Chron.com reports: “Envisioned as a five-year, $23 million project, Keeping Score features a PBS series, a national radio series, an interactive Web site and outreach programs that organizers hope will involve 500 teachers and 75,000 students around the country.”
Thomas commented: “It presupposes the idea that there are intriguing things to find out about classical music– about the back story of the particular performance, and certainly the back story of the piece itself and the era of which it comes, and that it’s all fun to actually learn to comprehend things about the way music itself works.”
With Thomas in the updated Bernsteinesque role as guide, the TV series will debut in November, promising three ear-opening documentaries over successive weeks exploring Beethoven’s Eroica Symphony, Stravinsky’s The Rite of Spring and Aaron Copland’s life and music.
The radio series, “The MTT Files,” will feature eight hourlong installments about life, music and art, including a Thomas interview of soul singer James Brown.
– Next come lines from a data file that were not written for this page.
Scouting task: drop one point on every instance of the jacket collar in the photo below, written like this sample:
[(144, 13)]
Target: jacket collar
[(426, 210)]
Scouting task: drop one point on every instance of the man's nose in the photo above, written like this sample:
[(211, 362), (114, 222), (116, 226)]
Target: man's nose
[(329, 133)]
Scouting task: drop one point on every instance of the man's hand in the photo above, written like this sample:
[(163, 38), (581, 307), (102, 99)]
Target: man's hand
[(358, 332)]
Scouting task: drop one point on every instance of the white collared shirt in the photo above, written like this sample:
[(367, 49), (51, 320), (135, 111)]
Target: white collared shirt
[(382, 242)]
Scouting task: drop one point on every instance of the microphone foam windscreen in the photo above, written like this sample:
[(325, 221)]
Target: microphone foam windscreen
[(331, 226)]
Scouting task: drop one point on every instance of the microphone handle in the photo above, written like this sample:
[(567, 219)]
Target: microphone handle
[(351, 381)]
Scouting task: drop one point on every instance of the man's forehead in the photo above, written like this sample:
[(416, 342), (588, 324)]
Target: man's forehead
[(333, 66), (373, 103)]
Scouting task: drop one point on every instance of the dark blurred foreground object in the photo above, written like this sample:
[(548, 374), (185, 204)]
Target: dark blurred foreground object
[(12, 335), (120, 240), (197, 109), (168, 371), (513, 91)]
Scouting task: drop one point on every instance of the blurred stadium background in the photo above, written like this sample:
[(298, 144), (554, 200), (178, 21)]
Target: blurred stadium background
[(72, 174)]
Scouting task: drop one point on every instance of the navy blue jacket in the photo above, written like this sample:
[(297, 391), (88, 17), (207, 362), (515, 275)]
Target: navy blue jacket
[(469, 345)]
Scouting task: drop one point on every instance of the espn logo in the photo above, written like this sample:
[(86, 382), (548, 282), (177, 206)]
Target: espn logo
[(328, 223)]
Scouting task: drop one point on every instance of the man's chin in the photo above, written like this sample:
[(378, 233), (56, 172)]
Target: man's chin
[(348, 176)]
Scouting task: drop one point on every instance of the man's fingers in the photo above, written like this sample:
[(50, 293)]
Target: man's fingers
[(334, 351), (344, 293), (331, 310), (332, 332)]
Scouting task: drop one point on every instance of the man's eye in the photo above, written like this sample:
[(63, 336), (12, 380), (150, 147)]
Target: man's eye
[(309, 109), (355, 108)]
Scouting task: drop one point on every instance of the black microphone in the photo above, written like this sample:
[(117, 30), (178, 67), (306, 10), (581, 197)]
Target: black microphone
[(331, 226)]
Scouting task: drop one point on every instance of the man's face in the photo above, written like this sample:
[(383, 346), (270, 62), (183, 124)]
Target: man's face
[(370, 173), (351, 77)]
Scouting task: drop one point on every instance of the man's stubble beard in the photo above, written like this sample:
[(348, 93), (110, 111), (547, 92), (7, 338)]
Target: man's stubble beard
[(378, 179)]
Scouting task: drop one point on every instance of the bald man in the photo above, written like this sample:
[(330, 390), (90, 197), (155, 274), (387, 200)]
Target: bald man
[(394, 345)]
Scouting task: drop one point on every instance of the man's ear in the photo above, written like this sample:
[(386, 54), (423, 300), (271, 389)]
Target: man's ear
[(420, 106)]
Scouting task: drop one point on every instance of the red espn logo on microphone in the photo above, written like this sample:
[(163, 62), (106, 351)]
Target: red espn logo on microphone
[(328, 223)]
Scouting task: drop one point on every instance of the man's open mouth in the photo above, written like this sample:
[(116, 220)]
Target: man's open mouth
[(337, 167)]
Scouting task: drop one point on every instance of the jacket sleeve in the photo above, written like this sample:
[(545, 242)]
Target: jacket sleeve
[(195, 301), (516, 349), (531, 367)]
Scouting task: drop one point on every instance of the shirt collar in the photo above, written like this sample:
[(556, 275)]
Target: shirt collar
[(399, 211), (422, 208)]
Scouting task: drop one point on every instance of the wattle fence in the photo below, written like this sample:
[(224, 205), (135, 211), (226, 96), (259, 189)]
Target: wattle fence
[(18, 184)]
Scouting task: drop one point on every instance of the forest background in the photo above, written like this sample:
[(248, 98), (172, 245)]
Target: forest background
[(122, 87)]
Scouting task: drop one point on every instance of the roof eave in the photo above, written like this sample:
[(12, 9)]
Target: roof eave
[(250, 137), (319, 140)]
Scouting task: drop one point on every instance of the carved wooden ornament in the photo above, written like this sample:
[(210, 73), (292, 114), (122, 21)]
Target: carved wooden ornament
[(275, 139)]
“The website will help novices and sophisticates better understand the piece’s themes, structure, orchestration and mood-changing keys. As the music plays, users can follow the score even if they can’t read notes. In a variation of follow the bouncing ball, the main themes will be highlighted as the music plays, enabling users to see how the composer tosses around melodies and harmonies to different instruments”.
David Kennard, who worked with Michael Tilson Thomas as co-producer of the TV series, said: “You can produce all that ‘Tubby the Tuba’-type thing, which these days doesn’t go down. What we tried to do is to capture him talking to us as individuals, to the single documentary camera, to really share why he constantly puts himself on the line in terms of exhaustion and everything else. There are you know a number of great conductors. But he’s a great conductor who can actually talk.”